Sachsens Ministerpräsident Michael Kretschmer (CDU) hat die Einsatzkräfte gelobt. Sie hätten "hervorragende Arbeit geleistet". Kein Demonstrant, der sich am Montagabend strafbar gemacht hat, werde der Strafverfolgung entgehen, versprach er. "Der sächsische Staat ist handlungsfähig und er handelt."

Bundesinnenminister Horst Seehofer (CSU) hat der sächsischen Polizei für etwaige weitere Einsätze Kräfte der Bundespolizei zur Unterstützung angeboten.

Bundeskanzlerin Angela Merkel lobte diesen Schritt.
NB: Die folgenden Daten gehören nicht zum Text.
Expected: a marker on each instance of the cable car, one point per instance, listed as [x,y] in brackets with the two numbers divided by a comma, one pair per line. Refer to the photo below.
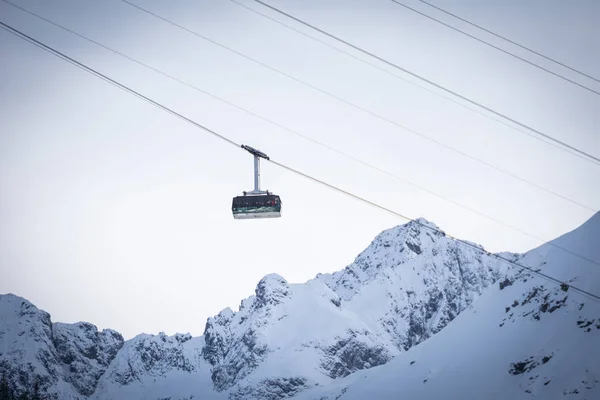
[257,203]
Auf die Frage, ob die sächsische Polizei die Lage in Chemnitz im Griff habe, antwortete sie: "Die Polizei hat dort natürlich alles unternommen, um die Dinge vernünftig zu Ende zu bringen, noch mehr Gewalt zu verhindern."

Trotz dieser verteidigenden Aussagen müssen sich Polizei und Politik die unangenehme Frage stellen lassen: Warum konnten nach den schlimmen Szenen am Sonntag neue Gewaltausbrüche am Montag nicht gänzlich verhindert werden?